Toda la República Dominicana se enteró de aquella matanza de la manera veloz y misteriosa en que las noticias circulaban de boca en boca y de casa en casa y en pocas horas llegaban a las extremidades más remotas, aunque no apareciera una línea en la prensa y muchas veces aquellas noticias transmitidas por el tam tam humano se colorearan, enanizaran o agigantaran en el recorrido hasta volverse mitos, leyendas, ficciones, casi sin relación con lo acaecido'. Recordaba aquella noche, en el Malecón, no muy lejos de donde ahora, seis meses más tarde, esperaba al Chivo -para vengarlas a ellas también-. Estaban sentados en la baranda de piedra, como lo hacían cada noche -él, Salvador y Amadito, y, aquella vez, también Antonio de la Maza – para tomar el fresco y conversar a salvo de oídos indiscretos. A los cuatro, lo ocurrido a las Mirabal les hacía chirriar los dientes y les daba arcadas, mientras comentaban la muerte, allá en las alturas de la cordillera, en un supuesto accidente automovilístico, de esas tres increíbles hermanas.

– Nos matan a nuestros padres, a nuestros hermanos, a nuestros amigos. Ahora también a nuestras mujeres. Y, nosOtros, resignados, esperando nuestro turno -se oyó decir.

– Nada de resignados, Tony -respingó Antonio de la Maza. Había llegado de Restauración; él les trajo la noticia de la muerte de las Mirabal, recogida en el camino, Trujillo las va a pagar. Todo está en marcha. Pero, hay que hacerlo bien.

En esa época, el atentado se preparaba en Moca, durante una visita de Trujillo a la tierra de los De la Maza en el curso de los recorridos que, desde la condena de la OEA y las sanciones económicas, venía haciendo por el país. Una bomba estallaría en la principal iglesia, consagrada al Sagrado Corazón de jesús, y una lluvia de fusilería caeria desde los balcones, terrazas y la torre del reloj sobre Trujillo, mientras hablaba en la tribuna levantada en el atrio, ante la gente aglomerada alrededor de la estatua de San Juan Bosco medio cubierta por las trinitarias. El propio Imbert inspeccionó la iglesia y se ofreció a emboscarse en la torre del reloj, el lugar más arriesgado.

– Tony conocía a las Mirabal -explicó el Turco a Antonio-. Por eso se ha puesto así.

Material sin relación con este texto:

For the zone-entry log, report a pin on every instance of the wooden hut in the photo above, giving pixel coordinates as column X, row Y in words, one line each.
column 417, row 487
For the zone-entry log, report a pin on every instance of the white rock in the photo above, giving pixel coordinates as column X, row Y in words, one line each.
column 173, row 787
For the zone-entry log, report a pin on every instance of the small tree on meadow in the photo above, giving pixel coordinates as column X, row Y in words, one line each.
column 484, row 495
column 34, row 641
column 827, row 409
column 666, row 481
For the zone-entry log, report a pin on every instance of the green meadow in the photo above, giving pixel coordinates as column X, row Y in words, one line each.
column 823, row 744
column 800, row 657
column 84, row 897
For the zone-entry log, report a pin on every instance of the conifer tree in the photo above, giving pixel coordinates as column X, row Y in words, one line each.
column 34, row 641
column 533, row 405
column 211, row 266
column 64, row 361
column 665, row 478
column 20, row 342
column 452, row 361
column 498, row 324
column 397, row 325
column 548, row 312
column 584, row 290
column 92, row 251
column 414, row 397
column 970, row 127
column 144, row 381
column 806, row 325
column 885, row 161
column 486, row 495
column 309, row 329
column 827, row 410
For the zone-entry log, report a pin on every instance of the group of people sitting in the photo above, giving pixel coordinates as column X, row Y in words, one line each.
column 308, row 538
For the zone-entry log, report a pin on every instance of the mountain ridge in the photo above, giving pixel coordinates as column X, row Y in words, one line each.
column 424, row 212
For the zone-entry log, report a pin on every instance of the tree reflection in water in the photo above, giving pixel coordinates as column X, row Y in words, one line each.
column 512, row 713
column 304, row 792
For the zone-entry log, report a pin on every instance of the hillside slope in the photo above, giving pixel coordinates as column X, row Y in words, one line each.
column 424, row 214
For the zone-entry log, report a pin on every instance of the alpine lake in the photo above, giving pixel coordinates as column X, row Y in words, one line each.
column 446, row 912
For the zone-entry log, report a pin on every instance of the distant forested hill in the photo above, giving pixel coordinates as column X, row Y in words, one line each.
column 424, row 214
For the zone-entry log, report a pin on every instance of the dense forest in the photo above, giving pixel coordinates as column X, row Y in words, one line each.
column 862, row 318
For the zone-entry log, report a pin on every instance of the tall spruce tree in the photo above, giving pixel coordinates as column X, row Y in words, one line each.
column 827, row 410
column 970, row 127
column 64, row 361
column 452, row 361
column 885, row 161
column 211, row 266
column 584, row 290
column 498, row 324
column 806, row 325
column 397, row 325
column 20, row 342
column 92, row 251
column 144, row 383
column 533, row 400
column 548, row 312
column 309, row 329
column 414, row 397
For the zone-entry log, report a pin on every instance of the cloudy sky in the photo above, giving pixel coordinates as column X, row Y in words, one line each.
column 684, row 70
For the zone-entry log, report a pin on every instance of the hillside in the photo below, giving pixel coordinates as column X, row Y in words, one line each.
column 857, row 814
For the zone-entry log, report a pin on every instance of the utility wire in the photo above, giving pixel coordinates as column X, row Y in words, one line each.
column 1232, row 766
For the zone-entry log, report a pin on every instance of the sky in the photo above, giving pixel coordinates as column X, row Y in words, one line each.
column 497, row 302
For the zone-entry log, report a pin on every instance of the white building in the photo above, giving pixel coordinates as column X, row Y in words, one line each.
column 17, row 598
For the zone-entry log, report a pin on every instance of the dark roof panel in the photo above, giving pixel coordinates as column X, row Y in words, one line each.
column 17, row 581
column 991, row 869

Las conocía, aunque no pudiera decir que fueran sus amigas. A las tres, y a los maridos de Minerva y Patria, Manolo Tavares Justo y Leandro Guzmán, los había encontrado ocasionalmente, en las reuniones de esos grupos en que, tomando como modelo la histórica Trinitaria de Duarte, se organizó el Movimiento 14 de Junio. Las tres eran dirigentes de esa organización rala y entusiasta, pero desordenada e ineficaz, a la que la represión iba deshaciendo. Las hermanas lo habían impresionado por su convicción y el arrojo con que se entregaban a esa lucha tan desigual e incierta; sobre todo, Minerva Mirabal. Les ocurría a todos los que coincidían con ella y la escuchaban opinar, discutir, hacer propuestas o tomar decisiones. Aunque no había pensado en ello, Tony Imbert se dijo después del asesinato, que, hasta conocer a Minerva Mirabal, nunca le pasó por la cabeza que una mujer pudiera entregarse a cosas tan viriles como preparar una revolución, conseguir y ocultar armas, dinamita, cocteles molotov, cuchillos, bayonetas, hablar de atentados, estrategia y táctica, y discutir con frialdad si, en caso de caer en manos del SIM, los militantes debían tragarse un veneno para no correr el riesgo de delatar a los compañeros bajo la tortura.